This work addresses the challenges of key exchange in satellite communications, where onboard resources are constrained, propagation delays are high, and conventional protocols remain vulnerable to quantum attacks. To tackle these issues, the paper proposes a satellite-optimized variant of the Internet Key Exchange (IKE) protocol that integrates lightweight design principles with post-quantum cryptographic algorithms, enabling hybrid deployment of classical and post-quantum cryptography. The proposed scheme maintains low computational overhead and minimal bandwidth consumption while effectively mitigating “harvest now, decrypt later” attacks. Experimental evaluations demonstrate that the protocol achieves strong performance on resource-constrained terminals alongside robust quantum-safe security, offering a practical pathway for transitioning satellite communication systems into the post-quantum era.

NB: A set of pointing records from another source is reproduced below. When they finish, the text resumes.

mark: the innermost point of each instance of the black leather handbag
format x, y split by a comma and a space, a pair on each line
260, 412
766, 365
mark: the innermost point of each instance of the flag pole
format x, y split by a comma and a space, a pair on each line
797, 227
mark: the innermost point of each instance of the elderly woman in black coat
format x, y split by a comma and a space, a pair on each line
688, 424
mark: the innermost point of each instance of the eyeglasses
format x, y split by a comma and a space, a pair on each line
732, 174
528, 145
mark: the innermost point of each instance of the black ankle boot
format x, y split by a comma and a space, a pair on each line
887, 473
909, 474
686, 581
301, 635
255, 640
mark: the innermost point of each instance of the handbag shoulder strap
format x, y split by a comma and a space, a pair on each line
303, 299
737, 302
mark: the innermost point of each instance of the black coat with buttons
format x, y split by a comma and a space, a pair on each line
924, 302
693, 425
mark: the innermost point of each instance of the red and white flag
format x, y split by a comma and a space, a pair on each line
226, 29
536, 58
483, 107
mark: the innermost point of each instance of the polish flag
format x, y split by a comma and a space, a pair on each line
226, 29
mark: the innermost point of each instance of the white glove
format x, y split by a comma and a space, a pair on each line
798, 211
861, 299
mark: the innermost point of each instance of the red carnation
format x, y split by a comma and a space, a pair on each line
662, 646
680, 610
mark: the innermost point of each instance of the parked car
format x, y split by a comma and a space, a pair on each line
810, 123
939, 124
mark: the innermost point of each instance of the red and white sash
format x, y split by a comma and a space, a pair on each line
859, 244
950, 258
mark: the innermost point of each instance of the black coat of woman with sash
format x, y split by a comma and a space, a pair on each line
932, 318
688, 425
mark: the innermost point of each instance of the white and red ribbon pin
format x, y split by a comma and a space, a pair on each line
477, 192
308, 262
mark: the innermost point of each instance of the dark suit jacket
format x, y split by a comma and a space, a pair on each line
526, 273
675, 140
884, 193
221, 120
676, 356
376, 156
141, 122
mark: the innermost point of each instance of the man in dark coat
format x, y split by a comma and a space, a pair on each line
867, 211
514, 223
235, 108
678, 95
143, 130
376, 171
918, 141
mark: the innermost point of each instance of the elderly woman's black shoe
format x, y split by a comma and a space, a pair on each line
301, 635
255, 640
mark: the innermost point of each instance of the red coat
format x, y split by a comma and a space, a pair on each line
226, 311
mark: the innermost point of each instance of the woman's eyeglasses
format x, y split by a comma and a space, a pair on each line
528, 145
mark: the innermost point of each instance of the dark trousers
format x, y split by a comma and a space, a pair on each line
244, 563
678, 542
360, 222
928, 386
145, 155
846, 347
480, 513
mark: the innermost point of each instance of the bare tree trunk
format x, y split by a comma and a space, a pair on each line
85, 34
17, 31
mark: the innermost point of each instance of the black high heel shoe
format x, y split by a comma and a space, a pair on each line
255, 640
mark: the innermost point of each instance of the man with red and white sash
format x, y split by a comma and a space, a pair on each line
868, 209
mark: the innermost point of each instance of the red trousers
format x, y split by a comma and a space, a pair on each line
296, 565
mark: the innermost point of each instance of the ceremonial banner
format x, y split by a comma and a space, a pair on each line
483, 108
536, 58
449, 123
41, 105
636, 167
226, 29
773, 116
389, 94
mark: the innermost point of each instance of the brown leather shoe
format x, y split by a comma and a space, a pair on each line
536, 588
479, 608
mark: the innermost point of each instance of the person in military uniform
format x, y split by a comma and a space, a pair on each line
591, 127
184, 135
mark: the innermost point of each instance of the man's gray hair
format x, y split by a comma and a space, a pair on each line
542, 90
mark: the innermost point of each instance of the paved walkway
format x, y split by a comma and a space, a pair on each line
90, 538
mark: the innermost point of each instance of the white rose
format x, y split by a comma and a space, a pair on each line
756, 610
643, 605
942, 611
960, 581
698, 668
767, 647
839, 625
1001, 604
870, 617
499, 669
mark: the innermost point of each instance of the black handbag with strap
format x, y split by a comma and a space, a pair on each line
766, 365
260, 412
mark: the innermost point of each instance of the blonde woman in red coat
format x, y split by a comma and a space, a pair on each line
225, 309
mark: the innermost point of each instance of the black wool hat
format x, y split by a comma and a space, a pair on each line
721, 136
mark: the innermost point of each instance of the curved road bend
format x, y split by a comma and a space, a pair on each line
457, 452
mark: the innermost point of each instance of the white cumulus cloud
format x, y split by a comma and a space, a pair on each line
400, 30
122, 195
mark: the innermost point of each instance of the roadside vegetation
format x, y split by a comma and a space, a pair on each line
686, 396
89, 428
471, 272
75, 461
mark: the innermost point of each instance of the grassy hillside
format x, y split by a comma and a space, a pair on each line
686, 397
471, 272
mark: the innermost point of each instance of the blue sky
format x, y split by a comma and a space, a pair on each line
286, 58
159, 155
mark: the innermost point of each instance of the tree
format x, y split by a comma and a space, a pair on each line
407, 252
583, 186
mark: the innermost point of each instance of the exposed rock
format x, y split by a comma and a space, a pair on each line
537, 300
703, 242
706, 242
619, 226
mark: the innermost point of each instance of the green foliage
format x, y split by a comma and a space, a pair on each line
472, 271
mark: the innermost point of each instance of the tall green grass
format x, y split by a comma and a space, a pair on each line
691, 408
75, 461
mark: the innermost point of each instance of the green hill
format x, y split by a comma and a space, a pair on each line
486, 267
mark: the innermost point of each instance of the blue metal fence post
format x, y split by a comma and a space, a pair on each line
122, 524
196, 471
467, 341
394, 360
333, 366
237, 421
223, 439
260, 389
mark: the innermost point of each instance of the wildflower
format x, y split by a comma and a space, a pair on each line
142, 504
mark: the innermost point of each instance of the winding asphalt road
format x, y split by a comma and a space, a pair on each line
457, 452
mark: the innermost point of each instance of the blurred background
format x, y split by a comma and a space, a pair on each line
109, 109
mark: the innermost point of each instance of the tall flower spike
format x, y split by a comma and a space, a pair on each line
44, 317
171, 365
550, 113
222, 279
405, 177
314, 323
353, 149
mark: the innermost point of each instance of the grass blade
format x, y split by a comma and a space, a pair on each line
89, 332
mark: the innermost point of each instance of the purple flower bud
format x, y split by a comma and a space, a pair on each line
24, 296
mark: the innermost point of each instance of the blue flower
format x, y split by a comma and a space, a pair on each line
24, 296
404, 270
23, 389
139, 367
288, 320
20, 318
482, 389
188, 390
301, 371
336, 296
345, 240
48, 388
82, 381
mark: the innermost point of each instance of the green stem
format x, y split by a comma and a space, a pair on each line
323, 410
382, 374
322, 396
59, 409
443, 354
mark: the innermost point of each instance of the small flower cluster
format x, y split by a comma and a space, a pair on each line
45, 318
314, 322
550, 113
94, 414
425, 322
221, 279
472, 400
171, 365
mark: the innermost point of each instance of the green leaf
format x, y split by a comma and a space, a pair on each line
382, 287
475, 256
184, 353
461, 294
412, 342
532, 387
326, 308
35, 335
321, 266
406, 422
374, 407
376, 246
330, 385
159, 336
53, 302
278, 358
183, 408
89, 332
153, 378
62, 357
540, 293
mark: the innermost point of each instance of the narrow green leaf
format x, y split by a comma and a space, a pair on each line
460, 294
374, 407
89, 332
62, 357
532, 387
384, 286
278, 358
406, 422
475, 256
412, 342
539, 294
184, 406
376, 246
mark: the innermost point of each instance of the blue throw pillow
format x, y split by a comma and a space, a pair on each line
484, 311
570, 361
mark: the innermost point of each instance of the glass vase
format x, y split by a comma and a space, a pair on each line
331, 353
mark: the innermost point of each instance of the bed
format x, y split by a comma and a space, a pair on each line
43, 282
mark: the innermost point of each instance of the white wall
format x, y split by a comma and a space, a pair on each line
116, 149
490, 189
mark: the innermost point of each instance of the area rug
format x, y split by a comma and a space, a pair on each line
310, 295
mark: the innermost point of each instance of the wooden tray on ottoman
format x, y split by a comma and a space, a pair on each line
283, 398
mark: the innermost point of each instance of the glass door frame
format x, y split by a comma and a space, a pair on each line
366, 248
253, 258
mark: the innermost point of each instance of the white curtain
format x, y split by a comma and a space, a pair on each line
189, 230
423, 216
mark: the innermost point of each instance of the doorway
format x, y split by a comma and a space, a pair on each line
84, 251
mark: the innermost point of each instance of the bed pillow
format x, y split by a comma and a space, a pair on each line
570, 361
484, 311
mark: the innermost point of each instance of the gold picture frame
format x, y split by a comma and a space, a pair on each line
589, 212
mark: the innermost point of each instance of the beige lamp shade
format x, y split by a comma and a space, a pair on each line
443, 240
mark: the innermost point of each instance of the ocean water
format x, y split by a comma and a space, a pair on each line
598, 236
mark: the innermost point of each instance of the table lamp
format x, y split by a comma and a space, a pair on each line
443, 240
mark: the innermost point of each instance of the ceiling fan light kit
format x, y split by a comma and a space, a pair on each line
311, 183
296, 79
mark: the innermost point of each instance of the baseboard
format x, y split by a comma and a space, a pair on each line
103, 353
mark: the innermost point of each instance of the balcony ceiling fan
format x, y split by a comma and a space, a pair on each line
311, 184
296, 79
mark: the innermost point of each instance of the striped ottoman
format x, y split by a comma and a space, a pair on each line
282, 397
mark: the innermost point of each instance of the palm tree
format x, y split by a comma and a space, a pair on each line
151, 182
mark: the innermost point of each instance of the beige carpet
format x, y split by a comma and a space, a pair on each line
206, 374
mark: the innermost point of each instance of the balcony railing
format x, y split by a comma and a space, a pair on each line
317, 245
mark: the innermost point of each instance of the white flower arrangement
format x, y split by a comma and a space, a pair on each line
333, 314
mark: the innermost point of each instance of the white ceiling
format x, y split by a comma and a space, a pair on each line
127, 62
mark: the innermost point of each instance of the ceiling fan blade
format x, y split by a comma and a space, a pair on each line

This paper studies cryptographic key exchange in satellite communications, which requires specific solutions because the satellite context presents unique challenges, particularly concerning onboard resource constraints and long transmission latency. We address these challenges by considering the Internet Key Exchange (IKE) protocol, which is widely used in terrestrial networks, and studying its applicability in the satellite context. This requires addressing two main issues: i) its efficiency in terms of the resources and bandwidth required to adapt to satellite terminals, and ii) its resistance even to attackers equipped with a quantum computer, in order to resist obsolescence and defend against harvest-now-decrypt-later attacks. We study these aspects from both a design and experimental point of view, defining and assessing some protocol variants characterized by low complexity and quantum resistance. To address the need to manage the transition from classic cryptographic primitives to post-quantum ones, we also consider the possibility of using hybrid cryptographic solutions that combine them both.